08 de maio de 2011 | 00h00

Samcil em crise há 2 anos

Minha mãe, Maria Ignez de Moraes Rolim, está com câncer. O seu plano de saúde, Samcil, está dificultando o tratamento. Ela tinha uma consulta com oncologista marcada para o dia 18/4, que foi cancelada sem explicações. Também está com problemas para receber os resultados de exames de sangue realizados. Ninguém do convênio atende os telefonemas. A Samcil precisa urgentemente migrar minha mãe para outro convênio e sem carência.

KATIA ROLIM DINIZ / SÃO PAULO

A Samcil não respondeu.

Análise: Desde janeiro a Samcil, que enfrenta graves problemas financeiros, está sob intervenção da Agência Nacional de Saúde Suplementar (ANS). Como reflexo, houve o fechamento de hospitais e o descredenciamento de clínicas médicas e laboratórios. Há milhares de consumidores sem atendimento e com tratamentos suspensos. Infelizmente, na legislação que vigora atualmente não há nenhuma norma que possibilite aos usuários de planos de saúde, sob intervenção da agência reguladora, serem transferidos para outro de forma imediata e sem o cumprimento de novos prazos de carências. Nos próximos meses, no entanto, quando passarão a vigorar as novas regras de portabilidade dos convênios médicos, os consumidores que são clientes de empresas de assistência médica privada e que estejam na mesma situação da Samcil poderão se valer da recém-criada portabilidade especial: a migração para outro plano de saúde sem carência. Mas, neste momento, ainda não é possível. Com a compra da Samcil pela Green Line a situação deverá ser normalizada nos próximos meses. Caso isso não ocorra, os conveniados que tiverem dificuldades de atendimento, mesmo após a aquisição pela Green Line, poderão requerer, judicialmente, inclusive por meio de liminares, para que os atendimentos necessitados se tornem disponíveis. Na hipótese da comprovada continuidade do problema, os consumidores podem fazer o pagamento das despesas médico-hospitalares de forma particular e, posteriormente, tentar obter o ressarcimento da Green Line. Essa situação é resultado da ineficiente fiscalização da ANS, pois a Samcil já demonstrava ter problemas financeiros há mais de dois anos.
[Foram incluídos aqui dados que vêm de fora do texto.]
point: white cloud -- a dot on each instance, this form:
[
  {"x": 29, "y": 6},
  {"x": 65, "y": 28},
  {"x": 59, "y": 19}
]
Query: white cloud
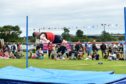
[{"x": 60, "y": 13}]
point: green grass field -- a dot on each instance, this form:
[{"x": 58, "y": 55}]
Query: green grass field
[{"x": 86, "y": 65}]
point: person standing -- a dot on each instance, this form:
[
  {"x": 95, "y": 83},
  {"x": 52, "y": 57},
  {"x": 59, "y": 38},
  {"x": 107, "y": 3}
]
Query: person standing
[{"x": 103, "y": 49}]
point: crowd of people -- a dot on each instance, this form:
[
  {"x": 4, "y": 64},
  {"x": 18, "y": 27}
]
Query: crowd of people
[
  {"x": 80, "y": 51},
  {"x": 10, "y": 51}
]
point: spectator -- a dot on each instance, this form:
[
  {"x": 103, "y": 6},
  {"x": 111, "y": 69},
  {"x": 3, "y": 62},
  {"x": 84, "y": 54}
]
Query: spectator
[{"x": 103, "y": 49}]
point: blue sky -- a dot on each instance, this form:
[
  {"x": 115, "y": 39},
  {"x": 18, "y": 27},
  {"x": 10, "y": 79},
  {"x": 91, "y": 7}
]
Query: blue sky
[{"x": 87, "y": 15}]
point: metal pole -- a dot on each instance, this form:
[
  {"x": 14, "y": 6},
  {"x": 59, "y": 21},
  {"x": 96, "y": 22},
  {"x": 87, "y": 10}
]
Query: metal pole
[
  {"x": 26, "y": 41},
  {"x": 125, "y": 33}
]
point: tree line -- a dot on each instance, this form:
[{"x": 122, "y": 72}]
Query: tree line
[{"x": 12, "y": 34}]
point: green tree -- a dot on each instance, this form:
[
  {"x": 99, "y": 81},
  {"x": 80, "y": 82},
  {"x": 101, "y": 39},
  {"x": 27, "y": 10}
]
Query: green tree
[
  {"x": 66, "y": 34},
  {"x": 105, "y": 36}
]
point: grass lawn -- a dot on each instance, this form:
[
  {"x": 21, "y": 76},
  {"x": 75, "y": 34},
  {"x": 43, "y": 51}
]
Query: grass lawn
[{"x": 90, "y": 65}]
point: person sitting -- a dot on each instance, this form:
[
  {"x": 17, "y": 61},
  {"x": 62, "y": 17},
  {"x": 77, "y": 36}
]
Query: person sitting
[
  {"x": 80, "y": 54},
  {"x": 39, "y": 54},
  {"x": 112, "y": 56}
]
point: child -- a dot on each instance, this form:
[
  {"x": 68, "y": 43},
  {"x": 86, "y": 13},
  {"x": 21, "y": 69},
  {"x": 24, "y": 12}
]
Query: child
[
  {"x": 39, "y": 54},
  {"x": 80, "y": 54}
]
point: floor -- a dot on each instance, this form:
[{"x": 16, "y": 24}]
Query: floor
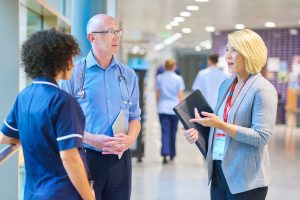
[{"x": 186, "y": 177}]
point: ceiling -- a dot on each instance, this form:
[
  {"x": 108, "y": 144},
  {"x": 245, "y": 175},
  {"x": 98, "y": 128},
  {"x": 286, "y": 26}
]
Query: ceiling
[{"x": 144, "y": 21}]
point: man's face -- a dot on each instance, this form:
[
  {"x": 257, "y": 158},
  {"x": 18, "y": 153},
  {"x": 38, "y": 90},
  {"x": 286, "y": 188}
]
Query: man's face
[{"x": 108, "y": 40}]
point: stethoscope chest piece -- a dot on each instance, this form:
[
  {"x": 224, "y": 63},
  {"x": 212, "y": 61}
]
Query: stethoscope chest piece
[{"x": 80, "y": 93}]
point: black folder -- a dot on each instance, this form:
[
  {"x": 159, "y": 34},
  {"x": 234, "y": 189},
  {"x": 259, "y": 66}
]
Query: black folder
[{"x": 185, "y": 111}]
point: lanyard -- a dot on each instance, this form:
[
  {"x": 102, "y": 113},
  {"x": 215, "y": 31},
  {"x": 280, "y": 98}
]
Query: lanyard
[{"x": 228, "y": 104}]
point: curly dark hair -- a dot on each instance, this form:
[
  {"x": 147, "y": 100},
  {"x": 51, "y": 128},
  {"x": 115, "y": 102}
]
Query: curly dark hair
[{"x": 47, "y": 53}]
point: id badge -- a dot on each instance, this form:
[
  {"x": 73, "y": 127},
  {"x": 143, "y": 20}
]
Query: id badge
[{"x": 219, "y": 143}]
Julius Cesar Conforti, advogado, é membro do Health Lawyers

MÓVEIS FAVORITA

Transtornos com a entrega

Em 13/11 comprei uma sapateira planejada na loja Favorita do Lar Center, do Grupo WW. A entrega estava programada para o dia 14/1, mas depois foi adiada para fevereiro. No dia 31/1 uma funcionária da matriz do Grupo WW ligou para marcar a visita de um técnico para medir o quarto, onde o móvel seria instalado. Respondi que eu esperava só a entrega. Enviei e-mail, conforme ela pediu, mas não recebi retorno. Liguei à loja e o gerente garantiu que a entrega seria feita em 22/2. Solicitei o envio de e-mail confirmando a data, mas ele não o fez. Voltei à Favorita, em 11/2, e conversei com a subgerente, pois o gerente havia mudado de loja. A subgerente ligou para o setor de entregas e disse que eu receberia a sapateira em março. Pedi o cancelamento da compra e a devolução do dinheiro, R$ 1.200 pago em 4 cheques. Alguns dias depois, a funcionária ligou dizendo que o móvel seria entregue nos próximos dias. De fato, em 28/2 ele foi entregue, mas sem as prateleiras. Depois de inúmeras ligações, prometeram solucionar o caso em 24/3, o que não ocorreu. O contrato assinado prevê multa de até 50% do valor do contrato, se os móveis não forem montados em 55 dias úteis contados da assinatura do projeto. Como os móveis foram montados parcialmente em 28/2, passaram-se 74 dias úteis da data de assinatura do projeto, em 13/11. A subgerente prometeu que iria enviar correspondência sobre o crédito da multa, mas não o fez.

BOLIVAR G.DE OLIVEIRA FILHO / SÃO PAULO

A Unicasa Indústria de Móveis S.A. informa que marcou vistoria, em 13/4, para verificar os itens necessários ao atendimento.

O leitor diz: O problema foi parcialmente resolvido. Instalaram as prateleiras só em 14/4, mas não trocaram os puxadores, que vieram no tamanho errado, e não pagaram os R$ 600 pelo atraso na montagem, conforme diz o contrato.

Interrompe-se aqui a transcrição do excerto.